Team

    Daniel Baumann

    Daniel Baumann

    Gianfranco Bertone

    Gianfranco Bertone

    Christoph Weniger

    Christoph Weniger

    Ben Freivogel

    Ben Freivogel

The Early Universe

Early universe

Figure 1: Temperature fluctuations in the cosmic microwave background as measured by the Planck satellite. The hot and cold spots in this map correspond to density variations in the matter 380 000 years after the Big Bang. A central goal of modern cosmology is to explain the origin of these fluctuations. Credit: Planck collaboration.

The early universe was hot and dense. Interactions between particles were very frequent and energetic. Matter was in the form of free electrons and atomic nuclei with light bouncing between them. As the primordial plasma cooled, the light elements (hydrogen, helium and lithium) formed. About 380 000 years after the Big Bang, the temperature had dropped enough for the first stable atoms to exist. At that moment, photons started to propagate freely through the universe. Today, billions of years later, we observe this afterglow of the Big Bang as a faint microwave radiation. This relic radiation isn’t completely uniform but varies in its intensity across the sky (see Fig. 1). These fluctuations reflect tiny variations in the density of the primordial matter, which over time, and under the influence of gravity, grew. Dense regions were getting denser. Eventually, galaxies, stars and planets formed and the large-scale structure of the universe was created.

But, what created the fluctuations in the cosmic microwave background? What was the fundamental origin of the large-scale structure of the universe? A remarkable fact about our Universe is that the structures we see around us are not distributed randomly but rather display interesting spatial correlations. A central challenge of modern cosmology is to construct a consistent history of the Universe that explains these correlations. Observations suggest that the primordial correlations were created before the hot Big Bang, at energies far exceeding those probed by particle colliders. Members of GRAPPA are playing a leading role in the quest to understand the Universe under these extreme conditions.
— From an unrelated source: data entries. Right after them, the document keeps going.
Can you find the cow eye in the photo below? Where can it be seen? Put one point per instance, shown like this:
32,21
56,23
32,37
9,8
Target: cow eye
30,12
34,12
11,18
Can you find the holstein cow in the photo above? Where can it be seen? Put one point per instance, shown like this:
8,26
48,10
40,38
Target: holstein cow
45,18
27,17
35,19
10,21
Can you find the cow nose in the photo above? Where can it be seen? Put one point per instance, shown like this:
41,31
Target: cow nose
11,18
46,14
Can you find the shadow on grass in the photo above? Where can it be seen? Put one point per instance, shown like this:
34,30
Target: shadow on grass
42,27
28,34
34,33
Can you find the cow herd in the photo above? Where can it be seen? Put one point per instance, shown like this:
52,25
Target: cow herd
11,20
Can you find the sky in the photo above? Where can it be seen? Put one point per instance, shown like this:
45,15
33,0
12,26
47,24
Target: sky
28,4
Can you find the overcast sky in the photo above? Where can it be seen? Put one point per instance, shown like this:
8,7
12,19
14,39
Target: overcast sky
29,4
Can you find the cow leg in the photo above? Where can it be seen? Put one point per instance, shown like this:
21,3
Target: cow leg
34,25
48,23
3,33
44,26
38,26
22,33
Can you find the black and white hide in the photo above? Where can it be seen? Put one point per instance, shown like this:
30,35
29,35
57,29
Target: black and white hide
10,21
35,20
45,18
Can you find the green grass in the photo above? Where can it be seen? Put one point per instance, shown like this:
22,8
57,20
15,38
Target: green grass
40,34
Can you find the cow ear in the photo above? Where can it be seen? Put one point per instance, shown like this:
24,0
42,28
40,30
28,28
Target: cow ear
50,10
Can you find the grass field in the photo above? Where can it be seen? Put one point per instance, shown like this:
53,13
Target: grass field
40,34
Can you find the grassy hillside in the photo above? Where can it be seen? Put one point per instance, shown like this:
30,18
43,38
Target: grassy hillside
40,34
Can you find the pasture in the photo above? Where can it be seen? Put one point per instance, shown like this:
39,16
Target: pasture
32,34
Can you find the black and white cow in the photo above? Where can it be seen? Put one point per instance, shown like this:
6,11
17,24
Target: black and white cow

One of the leading proposals for the origin of structure in the Universe is “cosmological inflation.” According to this theory, the Universe experienced a burst of very rapid expansion just fractions of a second after the Big Bang. Microscopic quantum fluctuations got stretched to cosmic scales providing the seeds for the large-scale structure of the Universe. The correlations observed in the afterglow of the Big Bang were inherited from correlations in the quantum-mechanical fluctuations during inflation (see Fig. 2). While inflation is a very successful phenomenological model, it is not yet a complete theory. In particular, the physical origin of the inflationary expansion is still a mystery. Members of GRAPPA are investigating the physics of inflation in theories of quantum gravity and from the viewpoint of effective field theory (Baumann, Freivogel). They are also exploring the phenomenological consequences of inflation, including the possibility that inflation gave rise to primordial black holes (Bertone).

Quantum fluctuations during inflation

Caption: Quantum fluctuations during inflation produce correlated density fluctuations at the beginning of the hot Big Bang. Researchers at GRAPPA are exploring whether this mechanism was the origin of the large-scale structure of the Universe.